Kelly et al. (1994) based their research on serological techniques (enzyme-linked immunosorbent assay, ELISA) to show the potential existence of IB in all bird flocks of Chitungwiza, Zimbabwe, with a prevalence of 86%. In addition, other serological studies in 2000 showed 43% of IB prevalence in villages in QwaQwa, a province of South Africa (Thekisoe et al. 2003).

The same was true for Botswana, where the circulation of IBV through serological analysis revealed the presence of antibodies to IBV in unvaccinated poultry farms (Mushi et al. 2006).

Another study revealed that the genotype designated as QX-like IBV associated with respiratory signs, nephritis, and with the so-called ‘false layer syndrome’ was reported for the first time in industrial chickens in the Southern part of the African continent (Zimbabwe) as well (Toffan et al. 2011).
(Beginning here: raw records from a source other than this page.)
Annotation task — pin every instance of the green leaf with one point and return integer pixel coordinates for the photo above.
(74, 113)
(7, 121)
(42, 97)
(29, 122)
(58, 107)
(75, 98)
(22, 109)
Between 2011 and 2012, Knoetze et al. (2014) used molecular and serological tools such as RT-PCR and virus neutralization tests followed by S1 gene sequencing to compare the antigenic relationships between the different strains isolated from KwaZulu-Natal with those emerged in other provinces of South Africa. Results of phylogenetic analysis showed that two groups of IBV genotypes were circulating in provinces of South Africa. The first group of isolates was of the Massachusetts genotype, resulting from S1 gene variation and mutation of the vaccine Massachusetts strain (H120) used in poultry flocks, and the second group was of IBV strains of the QX-like genotype.

5. Conclusion

This review compares different IBV strain studies in African countries, mainly those isolated from vaccinated chickens showing symptoms of IB and being identified as variants generated from S1 region mutation of the S gene, which could explain the absence of efficiency regarding vaccination aimed to stop the spread of IBV disease.